Don't Get hung Up on One or Two Bushel Differences
Even in replicated trials it's virtually the same.

If you're looking through yield trial books or looking at plot results form strip trial, remember that data that's not replicated in some way, either repeated several times at one location or repeated in the exact same design at several locations, you're just looking at numbers, not data. The trend may seem interesting, but there's no way to know that if the same trial was run again, the same results could be expected.

Likewise, even in replicated trials, if the yields of two treatments aren't significantly different, even if one is a couple bushels better than the other, you have to assume that there is no difference between them. You could run the same trial again and the winner could be reversed by the same amount.

One to two bushels difference per acre even in a replicated trial where the two aren't significantly different is basically saying they're the same, notes Bob Nielsen, Purdue University corn specialist. The fact that one out yielded the other and is listed above the other may plant a seed in your head that it is better, but science says otherwise.

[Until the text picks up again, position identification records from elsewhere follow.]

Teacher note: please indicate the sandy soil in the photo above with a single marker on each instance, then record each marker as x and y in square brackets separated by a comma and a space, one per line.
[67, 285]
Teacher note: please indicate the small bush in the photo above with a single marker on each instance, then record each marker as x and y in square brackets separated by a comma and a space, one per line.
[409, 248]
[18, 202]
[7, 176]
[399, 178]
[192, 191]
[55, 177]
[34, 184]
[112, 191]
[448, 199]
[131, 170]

Scientists live by what's called LSD, or least significant difference. If you run a replicated experiment and hybrid A yields 196 bushels per acre and hybrid B yields 200 bushels per acre, but it takes 5 bushels spread to make it significantly different, than for all practical purposes both are considered the same.

Four bushels may seem like quite a bit, but in an experiment where there are many variables, including soil type and human error, and perhaps weather differences in bigger plots, plus PH and soil fertility variations, that much difference could happen by chance, Nielsen says.

Suppose the yields are 194 and 200, at a 5 bushels spread to make it significantly different. Now you can say that hybrid A is not as good as hybrid B. If you were at the 0.10 LSD level, that means you would be 90% sure that there was a real difference between the two hybrids or treatments, and that it was not due just to chance.

So as you look at yield results this fall, either for hybrids or agronomic practices, keep in mid that even if one out yields the other, it's whether it's significantly different or not that matters.